●低身長について

 お子さんの背が低いのを気になさっておられる親御さんもいらっしゃるかもしれません。

 全体的には、昔に比べて子どもの平均身長が伸びていることはあらためて言うまでもありませんが、中にはその年齢の標準身長よりかなり低い身長のお子さんもいらっしゃるはずです。
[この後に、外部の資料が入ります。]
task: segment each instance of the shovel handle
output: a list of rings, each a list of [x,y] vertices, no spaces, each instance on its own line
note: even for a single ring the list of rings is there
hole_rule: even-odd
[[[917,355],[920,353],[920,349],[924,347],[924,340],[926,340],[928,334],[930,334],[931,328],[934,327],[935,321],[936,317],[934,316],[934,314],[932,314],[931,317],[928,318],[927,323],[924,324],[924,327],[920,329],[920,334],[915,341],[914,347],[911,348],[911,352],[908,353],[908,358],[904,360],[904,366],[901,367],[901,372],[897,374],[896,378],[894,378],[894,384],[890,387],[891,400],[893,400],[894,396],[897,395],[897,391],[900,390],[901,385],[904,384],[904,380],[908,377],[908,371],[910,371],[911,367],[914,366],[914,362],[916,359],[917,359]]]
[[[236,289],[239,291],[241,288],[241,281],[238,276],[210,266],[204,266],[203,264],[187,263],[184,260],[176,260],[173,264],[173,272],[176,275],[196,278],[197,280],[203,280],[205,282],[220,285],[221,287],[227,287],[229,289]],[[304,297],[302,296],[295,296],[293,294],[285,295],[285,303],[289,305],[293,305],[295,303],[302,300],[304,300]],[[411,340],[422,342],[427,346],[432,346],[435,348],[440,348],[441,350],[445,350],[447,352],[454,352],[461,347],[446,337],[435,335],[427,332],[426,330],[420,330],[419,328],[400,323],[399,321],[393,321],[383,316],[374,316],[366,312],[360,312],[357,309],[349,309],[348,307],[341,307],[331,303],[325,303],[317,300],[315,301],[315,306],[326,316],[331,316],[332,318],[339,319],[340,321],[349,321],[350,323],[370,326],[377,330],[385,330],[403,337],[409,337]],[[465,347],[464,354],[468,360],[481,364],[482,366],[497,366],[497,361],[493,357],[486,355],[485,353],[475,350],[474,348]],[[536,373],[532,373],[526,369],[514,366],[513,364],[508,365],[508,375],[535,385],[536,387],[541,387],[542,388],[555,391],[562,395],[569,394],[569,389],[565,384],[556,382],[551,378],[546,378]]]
 それでは一般的に、どのくらい背が低ければ問題になるかと申しますと、その年齢の標準身長よりも、標準偏差の2倍以上低い場合を一応問題にします。といってもピンとこないと思いますが、例えば7歳の男児の場合、標準身長は120aですが、問題となるのは110a以下です。10歳では124a以下が問題になります。

 ただ、このような低身長であっても、病気ではない、いわゆる体質性の低身長の方が多いのですが、病気による低身長が含まれている可能性があります。

 例えばどんな原因があるかと言いますと、成長に関係するホルモンの出方が悪いために起こる低身長、骨の発育が悪いために起こる低身長、染色体異常による低身長、主要臓器に問題があって起こる低身長などがあります。

 成長ホルモンは、頭の脳下垂体という所から出ているホルモンですが、このホルモンの出方が不十分なために起こる低身長は、早く診断して治療するほど、身長の伸びが良いことがわかっています。検査をして、成長ホルモンの分泌が悪いための低身長であることを確認できれば、成長ホルモンの投与によって確実に身長を伸ばすことができます。骨の成長がそろそろ止まるころになってから治療を開始しても、身長の伸びはあまり期待できません。

 甲状腺ホルモンも成長、発育に関するホルモンですが、このホルモンが不足でも身長の伸びが悪くなります。

 骨の発育が悪いために起こる低身長で最も多いのが軟骨異栄養症という病気で、体幹に比べて四肢が短く、生後間もなく気付かれます。

 染色体異常によって起こる代表的な低身長をきたす疾患としては、ターナー症候群という病気があります。これは、女児の2本あるX染色体のうちの1本が欠損しているか、または異常なために低身長その他の症状を呈します。

 主要臓器、心臓、肝臓、腎臓などに重い病気があっても成長に影響を及ぼします。